First came a one-time calibration. You visited a 400-meter track, ran laps at increasing speeds while counting your strides aloud, and entered the data into the software to build your personal stride-length profile. Dr. Peter Cavanagh, the University of London-trained gait researcher and 2:45 marathoner who designed the system, understood something his competitors didn't: step counting was crude. By measuring the time between right footfalls and calibrating it to each runner's personal biomechanics, the shoe could predict distance with surprising accuracy.

Then came the run itself. You pressed a button on the heel to start, ran, and pressed it again to stop. Days later — because personal computers were expensive shared resources, often one per household or office — you sat down, plugged the shoe into the printer port, and loaded your data. The 45-page manual supported multi-user setups. The software drew graphs by week, month, and year. It let you add comments to individual runs. You could program distance targets and the shoe would beep when you reached them — an auditory feedback mechanism that prefigured modern pace alerts by decades.
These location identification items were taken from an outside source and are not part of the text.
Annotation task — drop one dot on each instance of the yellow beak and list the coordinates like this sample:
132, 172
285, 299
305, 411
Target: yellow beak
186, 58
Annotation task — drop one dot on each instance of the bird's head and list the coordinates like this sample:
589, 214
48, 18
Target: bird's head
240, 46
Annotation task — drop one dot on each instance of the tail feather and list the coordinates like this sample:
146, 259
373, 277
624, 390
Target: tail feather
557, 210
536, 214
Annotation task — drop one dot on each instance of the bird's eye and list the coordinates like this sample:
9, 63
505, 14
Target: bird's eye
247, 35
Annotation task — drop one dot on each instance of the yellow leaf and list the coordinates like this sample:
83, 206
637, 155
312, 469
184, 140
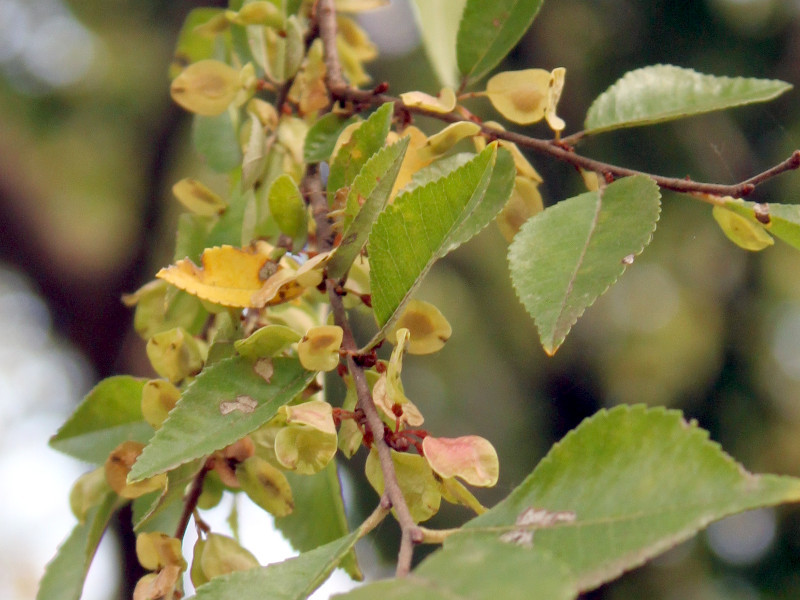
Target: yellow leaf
198, 198
525, 202
553, 96
229, 276
445, 102
206, 87
520, 96
448, 137
743, 232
The entire interaction model of the fitness wearable — start/stop recording, personal calibration, longitudinal data tracking, goal-setting with haptic or auditory feedback, and data export to a computing platform — was present in this shoe. In 1985. Twenty years before the Nike+iPod Sport Kit. A quarter century before Fitbit.
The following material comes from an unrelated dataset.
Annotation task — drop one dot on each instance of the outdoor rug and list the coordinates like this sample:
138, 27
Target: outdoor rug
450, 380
The failure that wasn't wrong

The RS-Computer was a commercial failure. The reasons are easy to list and impossible to argue with. $200 was an absurd price for a running shoe at a time when most people didn't own a personal computer. The calibration ritual was academic and intimidating — Cavanagh later admitted the 45-page manual reflected "a typical academic approach to a consumer product." A Washington Post reviewer mocked the "computer-ese" of the documentation, zeroing in on phrases like "interfacing compatibility" and "user friendliness" as evidence that the product had been designed by engineers for engineers. Running Magazine declared flatly: "No person, however rich, should ever pay a hundred dollars for a pair of running shoes."
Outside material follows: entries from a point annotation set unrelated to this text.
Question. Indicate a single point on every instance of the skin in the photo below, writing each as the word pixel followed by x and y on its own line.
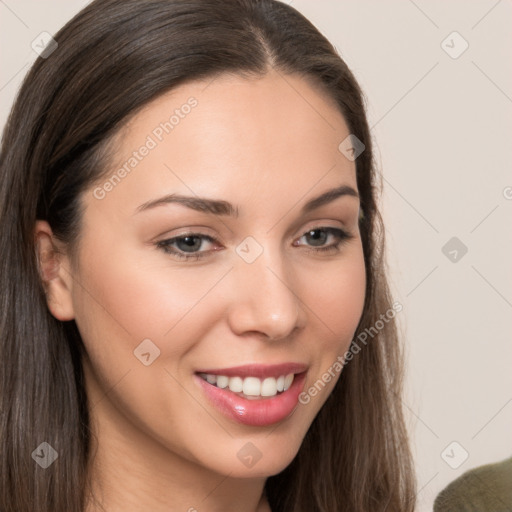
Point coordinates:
pixel 267 145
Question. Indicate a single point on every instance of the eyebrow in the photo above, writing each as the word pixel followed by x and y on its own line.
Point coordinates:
pixel 220 207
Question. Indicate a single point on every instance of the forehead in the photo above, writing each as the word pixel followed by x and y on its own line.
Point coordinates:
pixel 232 135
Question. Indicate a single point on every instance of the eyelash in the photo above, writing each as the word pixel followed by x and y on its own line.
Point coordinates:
pixel 165 245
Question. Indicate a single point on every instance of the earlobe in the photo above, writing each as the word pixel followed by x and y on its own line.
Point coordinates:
pixel 54 273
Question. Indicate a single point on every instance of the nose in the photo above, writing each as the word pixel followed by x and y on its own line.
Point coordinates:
pixel 264 300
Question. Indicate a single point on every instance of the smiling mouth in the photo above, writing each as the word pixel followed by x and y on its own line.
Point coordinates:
pixel 251 388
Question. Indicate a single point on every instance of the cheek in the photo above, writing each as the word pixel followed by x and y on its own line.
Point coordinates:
pixel 337 297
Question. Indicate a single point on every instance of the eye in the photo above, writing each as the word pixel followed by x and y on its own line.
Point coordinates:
pixel 318 237
pixel 186 246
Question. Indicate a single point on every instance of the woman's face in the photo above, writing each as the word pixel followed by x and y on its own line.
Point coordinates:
pixel 247 280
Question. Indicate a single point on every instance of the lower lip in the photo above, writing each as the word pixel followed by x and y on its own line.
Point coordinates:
pixel 260 412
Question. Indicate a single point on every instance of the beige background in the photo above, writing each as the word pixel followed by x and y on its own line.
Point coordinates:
pixel 443 130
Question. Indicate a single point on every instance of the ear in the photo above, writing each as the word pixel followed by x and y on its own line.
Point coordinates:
pixel 54 270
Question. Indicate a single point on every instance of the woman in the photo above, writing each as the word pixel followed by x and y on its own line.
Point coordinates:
pixel 195 314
And yet. The shoe was not wrong. It was just early — twenty years early, by Cavanagh's own reckoning. Nike conducted market research at the time and concluded there was "no solid market for computerized shoes." They were correct. The market did not exist because the infrastructure — ubiquitous personal computing, wireless connectivity, automatic activity detection, a culture of self-quantification — did not exist. The shoe was a complete solution to a problem nobody knew they had yet.

Thirty-three years later

In December 2018, PUMA reissued the RS-Computer as a limited edition of 86 individually numbered pairs — a reference to 1986, though the original had launched in 1985. The reissue replaced the gate array with a three-axis accelerometer and Bluetooth, added USB charging, and paired with a smartphone app featuring retro 8-bit graphics and a built-in game. Priced at €650, it sold out.

Cavanagh, by then in his seventies and still running, called it "a nice affirmation that it was a good idea whose time had not yet come." His original transparent-Plexiglas first prototype, with its visible electronics, was still in his possession. He had kept it for thirty-three years.

Original RS-Computer units survive at the Bata Shoe Museum in Toronto, the DigiBarn Computer Museum, and the PUMA Archive in Herzogenaurach. They sit behind glass now, these shoes with computer ports in their heels, looking like something from an alternate timeline where the quantified-self movement arrived before the web did.

That timeline didn't happen. But the shoe was right: your body produces data worth tracking, and someday you'll want to see it. It just took the world two decades to catch up to a running shoe with a serial port.